# Natural Language Processing Fundamentals in Python

 
NLP is focused in making sense of human language using computers and statistics. Comon uses are topic identification and text classification.  

NLP Applications: 

* Sentiment analysis
* Chatbot 
* Automatic translations

## Regular expressions & word tokenization

A regular expression (regex or regexp for short) is a special text string for describing a search pattern. You
can think of regular expressions as wildcards on steroids. You are probably familiar with wildcard notations
such as *.txt to find all text files in a file manager. The regex equivalent is «.*\.txt».[1](https://www.princeton.edu/~mlovett/reference/Regular-Expressions.pdf)

### Common patterns

|    Pattern      |               Matches                           |    Example        |
|:---------------:|:-----------------------------------------------:|:-----------------:|
|   \w+           |                word                             |    'Magic'        |  
|   \d            |                digit                            |       9           | 
|   \s            |               spaces                            |      ' '          | 
|   .*            |              wildcard                           |  'username74'     | 
| + or *	      |            greedy match                         |	   'aaaaaa'     |
|   \S	          |             not space                           |	  'no_spaces'   |
|  [a-z]	      |             lowercase                           |    'abcdefg'      |
|[A-Za-z]+	      | upper and lowercase English alphabet	        |   'ABCDEFghijk'   |
|[0-9]	          |   numbers from 0 to 9	                        |          9        |
|[A-Za-z\-\.]+	  |  upper and lowercase English alphabet, - and .  | 'My-Website.com'  |
|   (a-z)	      |              a, - and z	                        |        'a-z'      |
|  (\s+l,)        |	       spaces or a comma	                    |         ', '      |

### How to do it with Python? 

* re module
* split: split a string on regex
* findall: find all patterns in a string
* search: search for a pattern
* match: match an entire string or substring based on a pattern
* Define pattern first, and the string second
> Depending on the method used, it may return an iterator, string, or match object

### Which pattern?

In [1]:
import re
my_string = "Let's write RegEx!"
re.findall(r"\w+", my_string)

['Let', 's', 'write', 'RegEx']

### Practicing regular expressions: re.split() and re.findall()

In [2]:
my_string = "Let's write RegEx!  Won't that be fun?  I sure think so.  Can you find 4 sentences?  Or perhaps, all 19 words?"

In [3]:
# Import the regex module
import re

# Write a pattern to match sentence endings: sentence_endings
sentence_endings = r"[.?!]"

# Split my_string on sentence endings and print the result
print(re.split(sentence_endings, my_string))

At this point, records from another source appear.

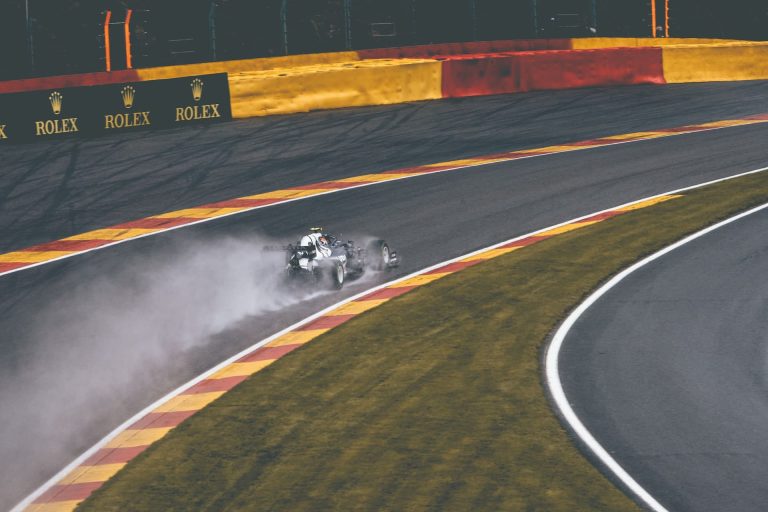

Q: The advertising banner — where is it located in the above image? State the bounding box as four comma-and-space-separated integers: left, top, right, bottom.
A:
0, 73, 232, 144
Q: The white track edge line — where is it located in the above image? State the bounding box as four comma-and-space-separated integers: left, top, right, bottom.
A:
10, 163, 768, 512
0, 119, 756, 277
545, 203, 768, 512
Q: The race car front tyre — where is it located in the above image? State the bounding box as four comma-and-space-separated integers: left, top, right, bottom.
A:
330, 261, 346, 290
367, 240, 389, 270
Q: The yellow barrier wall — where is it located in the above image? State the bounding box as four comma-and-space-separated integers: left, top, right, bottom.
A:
662, 43, 768, 83
137, 52, 359, 80
229, 59, 442, 118
571, 37, 745, 50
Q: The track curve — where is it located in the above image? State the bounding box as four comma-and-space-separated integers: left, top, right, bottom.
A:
0, 83, 768, 506
560, 205, 768, 512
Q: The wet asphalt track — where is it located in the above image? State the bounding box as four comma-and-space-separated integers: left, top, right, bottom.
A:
0, 83, 768, 507
560, 210, 768, 512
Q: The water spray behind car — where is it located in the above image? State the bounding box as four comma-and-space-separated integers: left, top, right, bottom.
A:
266, 227, 400, 290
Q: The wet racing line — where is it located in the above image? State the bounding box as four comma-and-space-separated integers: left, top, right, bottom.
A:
0, 84, 765, 506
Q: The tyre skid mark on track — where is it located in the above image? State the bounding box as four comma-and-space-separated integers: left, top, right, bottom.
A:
0, 114, 768, 276
14, 194, 682, 512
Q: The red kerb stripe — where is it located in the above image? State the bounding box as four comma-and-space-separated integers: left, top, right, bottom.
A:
184, 375, 248, 395
24, 240, 112, 252
128, 411, 195, 430
114, 217, 200, 229
238, 343, 301, 363
0, 263, 31, 272
82, 446, 150, 466
35, 482, 104, 503
357, 286, 416, 300
296, 315, 355, 331
427, 260, 483, 274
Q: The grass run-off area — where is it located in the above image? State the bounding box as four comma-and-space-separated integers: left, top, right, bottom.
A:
81, 173, 768, 512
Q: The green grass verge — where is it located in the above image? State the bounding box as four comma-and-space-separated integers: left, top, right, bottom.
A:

# Find all capitalized words in my_string and print the result
capitalized_words = r"[A-Z]\w+"
print(re.findall(capitalized_words, my_string))

# Split my_string on spaces and print the result
spaces = r"\s+"
print(re.split(spaces, my_string))

# Find all digits in my_string and print the result
digits = r"\d+"
print(re.findall(digits, my_string))

["Let's write RegEx", "  Won't that be fun", '  I sure think so', '  Can you find 4 sentences', '  Or perhaps, all 19 words', '']
['Let', 'RegEx', 'Won', 'Can', 'Or']
["Let's", 'write', 'RegEx!', "Won't", 'that', 'be', 'fun?', 'I', 'sure', 'think', 'so.', 'Can', 'you', 'find', '4', 'sentences?', 'Or', 'perhaps,', 'all', '19', 'words?']
['4', '19']


## Preprocess NLP: Tokenization

Turning a string or document into tokens (smaller chunks). There are many different theories and rules and you can create your own rules using regular expressions for: 

* Breaking out words or sentences
* Separating punctuation
* Separating all hashtags in a tweet

### Why tokenize? 

* Easier to map part of speech: words like 'awesome' or 'aweful' for Sentiment analysis
* Matching common words
* Removing unwanted tokens like articles: 'the', 'and', etc.

### How? 

* nltk library
* sent_tokenize: tokenize a document into sentences
* regexp_tokenize: tokenize a string or document based on a regular expression pattern
* TweetTokenizer: special class just for tweet tokenization, allowing you to separate hashtags, mentions and lots of exclamation points!!!
* ** Careful to difference between re.search() and re.match()** : match() searches a pattern from the beginning until it cannot match any longer. Search() will go through the entire string searching for the pattern. 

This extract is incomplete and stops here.